The American space agency is developing this rocket – the largest since the Saturn V delivery systems that carried the Apollo missions to the Moon – especially for the Orion Multi-Purpose Crew Vehicle (MPCV) space capsule.
Since NASA decided to rely on the private sector in order to deliver astronauts and cargo to low-Earth orbit, it is developing the SLS and Orion for more demanding missions, such as reaching near-Earth asteroids by 2025, and the surface of Mars beyond 2030.
Constructing such a large rocket is not an easy task. The flight software that will control the SLS will be extremely complex, which is why work on it is starting so early on. Each of these rockets will be able to carry 130 metric tons of cargo into space.
“We are moving out very quickly on SLS. SLS will be the most powerful launch vehicle ever built, and it requires the most capable flight software in the history of human spaceflight,” explains Todd May, who manages the SLS program at the NASA Marshall Space Flight Center, in Huntsville, Alabama.
“Having this avionics hardware in place early will allow the NASA SLS team and Boeing to accelerate the flight software development,” he adds.
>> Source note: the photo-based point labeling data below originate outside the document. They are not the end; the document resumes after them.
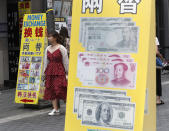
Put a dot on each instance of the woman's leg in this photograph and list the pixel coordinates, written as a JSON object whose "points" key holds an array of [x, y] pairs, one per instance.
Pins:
{"points": [[55, 104], [158, 85]]}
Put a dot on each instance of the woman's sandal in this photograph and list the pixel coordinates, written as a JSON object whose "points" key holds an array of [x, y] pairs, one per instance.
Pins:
{"points": [[161, 102]]}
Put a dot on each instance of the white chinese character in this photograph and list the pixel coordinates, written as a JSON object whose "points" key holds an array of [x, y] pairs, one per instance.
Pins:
{"points": [[128, 6], [92, 5]]}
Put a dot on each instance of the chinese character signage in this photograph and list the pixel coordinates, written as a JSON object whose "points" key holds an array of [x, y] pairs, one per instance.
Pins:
{"points": [[31, 59], [24, 7], [112, 73]]}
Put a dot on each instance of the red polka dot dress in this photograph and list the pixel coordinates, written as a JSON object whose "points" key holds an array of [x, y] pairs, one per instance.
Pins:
{"points": [[55, 74]]}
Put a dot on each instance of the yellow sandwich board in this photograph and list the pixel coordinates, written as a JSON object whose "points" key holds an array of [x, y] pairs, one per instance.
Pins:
{"points": [[112, 67], [30, 67]]}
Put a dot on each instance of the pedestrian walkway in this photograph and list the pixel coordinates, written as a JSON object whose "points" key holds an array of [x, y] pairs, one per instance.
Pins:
{"points": [[163, 110], [14, 117]]}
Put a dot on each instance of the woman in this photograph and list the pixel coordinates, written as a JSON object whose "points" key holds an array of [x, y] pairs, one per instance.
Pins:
{"points": [[55, 70], [64, 33]]}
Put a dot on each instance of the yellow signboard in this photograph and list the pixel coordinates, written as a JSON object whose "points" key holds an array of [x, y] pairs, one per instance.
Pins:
{"points": [[31, 59], [111, 66], [24, 7]]}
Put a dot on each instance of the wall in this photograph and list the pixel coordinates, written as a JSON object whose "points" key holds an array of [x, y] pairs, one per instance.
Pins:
{"points": [[4, 73]]}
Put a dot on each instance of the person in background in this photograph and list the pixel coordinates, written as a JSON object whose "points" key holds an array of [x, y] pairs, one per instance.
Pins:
{"points": [[55, 70], [66, 39], [158, 76]]}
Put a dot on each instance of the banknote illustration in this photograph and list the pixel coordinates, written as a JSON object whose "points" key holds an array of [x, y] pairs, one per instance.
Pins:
{"points": [[115, 115], [102, 19], [82, 34], [116, 75], [94, 91], [85, 62], [103, 55], [98, 97], [112, 39]]}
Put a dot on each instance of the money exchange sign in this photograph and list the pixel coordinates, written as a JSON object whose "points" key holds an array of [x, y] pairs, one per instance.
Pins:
{"points": [[110, 73], [31, 58]]}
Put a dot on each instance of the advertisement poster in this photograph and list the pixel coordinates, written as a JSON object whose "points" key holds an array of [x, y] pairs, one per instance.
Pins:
{"points": [[31, 59], [60, 22], [111, 66], [66, 9], [24, 7], [57, 8]]}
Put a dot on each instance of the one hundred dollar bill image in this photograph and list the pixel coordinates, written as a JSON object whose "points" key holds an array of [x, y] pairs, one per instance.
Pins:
{"points": [[115, 115], [98, 97], [112, 39], [82, 35], [101, 19], [82, 90], [96, 130]]}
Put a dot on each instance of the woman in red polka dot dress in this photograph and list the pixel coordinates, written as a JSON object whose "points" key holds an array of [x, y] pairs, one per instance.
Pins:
{"points": [[55, 70]]}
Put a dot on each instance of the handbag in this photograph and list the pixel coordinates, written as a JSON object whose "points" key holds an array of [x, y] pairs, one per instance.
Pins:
{"points": [[159, 62]]}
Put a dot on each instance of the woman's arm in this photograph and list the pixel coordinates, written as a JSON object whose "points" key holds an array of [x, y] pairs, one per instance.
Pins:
{"points": [[65, 58]]}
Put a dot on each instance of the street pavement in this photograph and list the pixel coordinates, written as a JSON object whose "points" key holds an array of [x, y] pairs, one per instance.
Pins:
{"points": [[16, 117]]}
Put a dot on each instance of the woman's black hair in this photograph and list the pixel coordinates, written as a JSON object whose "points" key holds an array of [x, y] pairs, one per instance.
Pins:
{"points": [[59, 39], [64, 32]]}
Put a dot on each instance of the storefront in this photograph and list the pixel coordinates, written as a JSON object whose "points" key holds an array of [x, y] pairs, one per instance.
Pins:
{"points": [[12, 12]]}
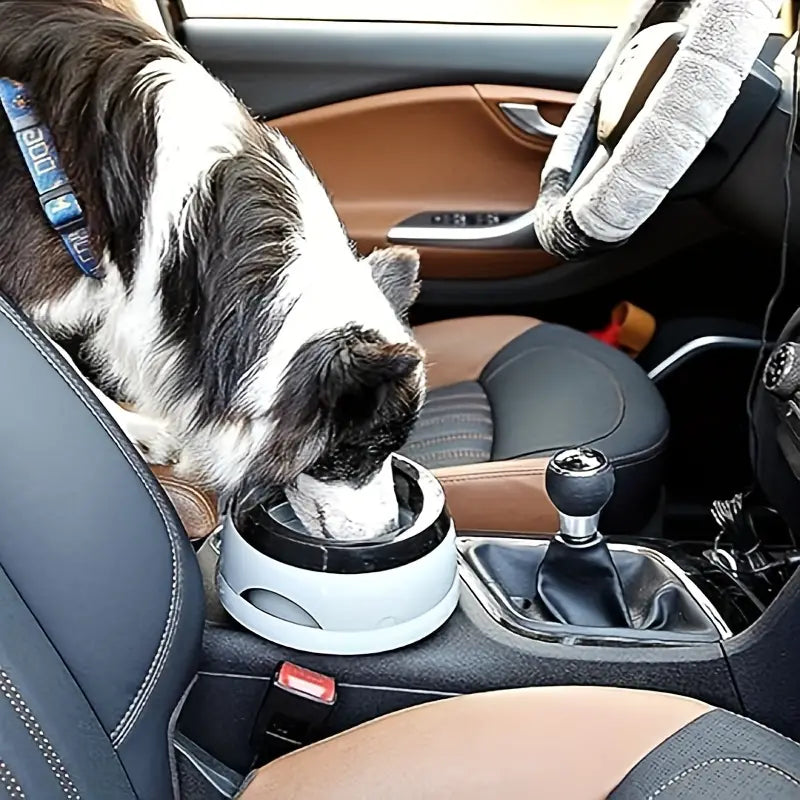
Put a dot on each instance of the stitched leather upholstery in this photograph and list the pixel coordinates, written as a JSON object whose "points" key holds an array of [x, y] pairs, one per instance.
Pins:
{"points": [[545, 388], [454, 427], [101, 593]]}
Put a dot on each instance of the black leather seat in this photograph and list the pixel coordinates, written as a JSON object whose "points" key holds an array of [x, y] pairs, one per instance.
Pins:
{"points": [[101, 593], [507, 392], [100, 631]]}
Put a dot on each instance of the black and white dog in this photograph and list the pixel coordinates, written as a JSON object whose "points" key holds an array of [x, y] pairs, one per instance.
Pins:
{"points": [[234, 315]]}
According to May, the new test bed computers will enable engineers to fine-tune the software they've already developed.
When the final SLS flight computer is completed, it will boast the most advanced processing capacity of any avionics computer ever developed. Its design is based on the computers used by the Global Positioning System (GPS) satellites.
NASA programmers will now begin to use the test bed platform to assess the performances of the software they are developing. They have a few years at their disposal before the agency needs their programs, and Boeing delivered the computers ahead of schedule.
The 2017 test flight will see the SLS sending an unmanned MPCV around the Moon. This mission will be followed by another one, in August 2019, when a manned Orion will carry out a similar trip around the Moon.
The next manned exploration missions are scheduled to occur in 2025, 2027, 2029 and 2031.